Last week’s big Xbox One update was a welcome re-haul for Microsoft’s console, making the machine faster, making its dashboard easier to navigate, and adding backwards compatibility for more than a hundred Xbox 360 games. It also, as Microsoft’s Larry “Major Nelson” Hyrb noted, introduced control remapping options that allow gamers to change the function of their controller’s buttons.
Standard controllers can now switch functions between pairs of buttons. If you’re used to Japanese PlayStation controls, for example, where circle rather than X acts as the de facto “confirm selection” option, then you’ll be able to remap your Xbox One controller’s A button to B, with B becoming the new A. The $150 Elite controller can go a step further. Hyrb says that the A and B buttons are the only ones that need to be assigned to the controller, leaving users free to remove specific controls entirely — to avoid hitting them accidentally, perhaps — or to map more than one function to the same stick, button, trigger, or paddle.

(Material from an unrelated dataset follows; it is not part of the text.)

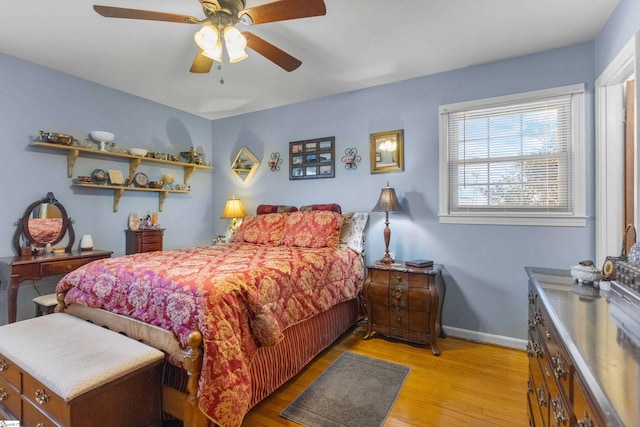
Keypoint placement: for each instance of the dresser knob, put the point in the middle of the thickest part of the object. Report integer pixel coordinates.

The option to tweak what the buttons do on your controller was present in the Xbox 360’s settings menu, but was mysteriously absent at the launch of the Xbox One. Its reintroduction with the most recent console update is good news for physically impaired gamers who may wish to switch face button functions to the controller’s triggers, or vice versa, and for those (strange) people who regularly invert analogue stick controls. Rather than having to dig through a game’s menus to remap controls every time you play — if they even support the option — gamers will be able to set their preferred controls as universal from the console’s master “settings” menu.